Capital punishment is still being used in some states in the United States today.
It is a hot topic debated nationally and there is wide support for its abolition.
There are many reasons supporters of the death penalty use to argue their case for its continuation but one common misconception is that the death penalty deters crime. In fact, the death penalty doesn’t deter crime at all and that is why it should be abolished.
Capital punishment has been around since ancient times.
Old societies used to make trial judgments quickly and then execute criminals swiftly and in front of the public. The death penalty was used as deterrence because the townspeople saw the criminal being executed and it caused fear throughout the community.
If capital punishment were still like this then it might possibly be a deterrent. But in America, trials take too long to come to a conclusion and most criminals who get sentenced to death sit on death row for years during the appeals process before they are executed. This takes away from any fear the execution is trying to instill in future criminals. No one really sees or hears about executions much anymore.

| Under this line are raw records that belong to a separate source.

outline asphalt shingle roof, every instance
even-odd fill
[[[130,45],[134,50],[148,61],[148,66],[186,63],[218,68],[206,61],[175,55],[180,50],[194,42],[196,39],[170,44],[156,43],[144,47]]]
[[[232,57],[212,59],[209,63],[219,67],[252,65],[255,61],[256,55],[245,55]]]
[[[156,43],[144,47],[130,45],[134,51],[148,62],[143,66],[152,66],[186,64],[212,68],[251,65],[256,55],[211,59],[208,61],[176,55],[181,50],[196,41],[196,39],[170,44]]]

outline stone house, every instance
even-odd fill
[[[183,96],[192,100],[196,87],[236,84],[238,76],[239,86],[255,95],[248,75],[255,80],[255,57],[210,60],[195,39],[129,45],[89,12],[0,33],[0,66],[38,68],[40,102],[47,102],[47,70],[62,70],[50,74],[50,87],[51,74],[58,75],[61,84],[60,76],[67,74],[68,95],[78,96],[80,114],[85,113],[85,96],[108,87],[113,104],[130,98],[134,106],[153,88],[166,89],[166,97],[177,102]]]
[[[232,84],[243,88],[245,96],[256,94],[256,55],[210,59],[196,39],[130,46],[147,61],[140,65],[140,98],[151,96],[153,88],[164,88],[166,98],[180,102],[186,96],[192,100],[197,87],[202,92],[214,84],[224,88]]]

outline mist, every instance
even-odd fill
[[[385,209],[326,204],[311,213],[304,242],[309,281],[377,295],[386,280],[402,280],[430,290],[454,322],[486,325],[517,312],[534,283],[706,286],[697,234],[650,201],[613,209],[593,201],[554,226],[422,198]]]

The death penalty is also statistically proven to not have any effect in lowering murder rates. According to a survey of police chiefs around the country, 61 percent of police chiefs do not agree that the death penalty does anything to stop crime. In fact, most of them believe politicians who argue for the death penalty are actually using it so they won’t have to confront the true causes of crime.
There was also a survey of leading criminologists in the country and 87 percent of them also agreed the death penalty is no deterrence to crime.
In addition, states with the death penalty typically have higher murder rate then states without the death penalty. According to a New York Times survey, the homicide rate in death penalty states was 48 percent to 100 percent higher than in non death penalty states. The murder rate in non death penalty states has remained consistently lower since 1990 and the gap has grown.
The New York Times also reports that 15 of the 17 states without the death penalty have homicide rates lower than the national average while more than half the states with the death penalty have homicide rates above the national average.
The death penalty does nothing to deter crime because if it did, these statistics would be the reverse, and police and criminologists would support it.
On the other hand people argue that the death penalty provides a sense of closure and justice to victims’ families. But executing criminals does not bring lost loved ones back — they just want revenge, which is wrong and immoral.
It also costs more to keep and then execute death row inmates than it does to keep them in prison for life without parole. And there is no way to bring back an innocent convict who may have been wrongly accused, convicted and put to death — and this has happened numerous times so it is not an idle argument.
So since the death penalty is immoral, costly and it doesn’t provide any benefit to society it should be abolished nationally. It’s time for America to start being the good example again and this is a step toward that.